The building is situated on the corner of Brivības Street and Stabu Street. After the occupation of Latvia on June 17, 1940, the building became the headquarters of the State Security Committee of the Latvian SSR, commonly known as the “čeka”. It did not take long for part of the basement and the ground floor to be reconstructed as prison cells and a place of torture and execution. The building used to hold a total of 44 prison cells with about 175 places (beds). Later, when the number of prisoners grew rapidly, the cells were packed and up to 36 people were confined in cells with six beds. The State Security Committee remained in the building until 1991, when Latvia regained its independence and the State Police moved in. Since 2008, the building has stood empty. (Source: http://www.baltic.travel/company/press-centre/news/date/2013/05/20/kgb-headquarters-riga accessed 06/04/14).
The building is now being reopened as part of the celebrations for Riga 2014, when the city becomes one of the European Capitals of Culture.

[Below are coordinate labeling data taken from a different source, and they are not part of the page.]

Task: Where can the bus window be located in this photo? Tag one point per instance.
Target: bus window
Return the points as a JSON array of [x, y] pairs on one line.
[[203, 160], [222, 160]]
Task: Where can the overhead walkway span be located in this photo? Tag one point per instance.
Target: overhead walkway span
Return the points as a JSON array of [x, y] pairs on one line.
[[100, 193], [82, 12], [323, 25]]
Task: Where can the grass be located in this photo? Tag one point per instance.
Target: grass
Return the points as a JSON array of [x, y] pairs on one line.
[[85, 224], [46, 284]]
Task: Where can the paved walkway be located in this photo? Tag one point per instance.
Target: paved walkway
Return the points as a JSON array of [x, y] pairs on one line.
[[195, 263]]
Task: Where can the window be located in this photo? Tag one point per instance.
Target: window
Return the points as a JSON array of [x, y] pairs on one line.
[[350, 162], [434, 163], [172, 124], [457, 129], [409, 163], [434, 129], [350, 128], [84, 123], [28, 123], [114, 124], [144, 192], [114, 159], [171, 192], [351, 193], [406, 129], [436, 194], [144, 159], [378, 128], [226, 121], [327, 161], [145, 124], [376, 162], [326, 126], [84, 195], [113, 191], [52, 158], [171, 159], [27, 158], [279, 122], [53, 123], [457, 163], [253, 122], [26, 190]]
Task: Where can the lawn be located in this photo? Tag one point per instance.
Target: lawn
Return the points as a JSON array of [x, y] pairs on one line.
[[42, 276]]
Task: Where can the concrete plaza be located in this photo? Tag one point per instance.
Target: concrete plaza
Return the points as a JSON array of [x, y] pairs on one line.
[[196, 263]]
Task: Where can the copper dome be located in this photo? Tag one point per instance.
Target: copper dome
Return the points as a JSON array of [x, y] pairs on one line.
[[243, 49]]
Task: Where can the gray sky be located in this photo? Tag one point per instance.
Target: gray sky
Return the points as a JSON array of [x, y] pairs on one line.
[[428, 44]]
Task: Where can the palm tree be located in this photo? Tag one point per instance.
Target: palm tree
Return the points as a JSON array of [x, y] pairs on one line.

There will be exhibitions held here related to the theme of Freedom Street, which will tell the story of the Latvian move towards freedom in 1991.
World War 1 saw the destruction, not only of buildings and people, but the destruction of whole ways of life and culture. Latvia, like the other Baltic States, lost their prestige, their identity and their freedom in the aftermath of the war. Many Latvians were exiled, expelled, killed and impoverished after WW1. Many Latvians left to start a new life elsewhere and, many, never returned.
The exhibition, Latvian Suitcase, aims to demonstrate what was to be found in the luggage of those Latvians who, for different reasons, had to leave their country for ever. It is a multimedia exhibition focusing on memories and asking the individual what they would take in a suitcase if they had to leave their home country for an indeterminate time. The other exhibitions deal with the relationship between people and power, which will be very powerful considering the uses the Corner House were put to for over 50 years.
The exhibitions are free and run from 1st of May to the 19th of October. The opening hours are: Monday from 10 a.m. to 4 p.m., Wednesday from 10 a.m. to 8 p.m., Thursday to Sunday from 10 a.m. to 6 p.m. It is closed on Tuesdays.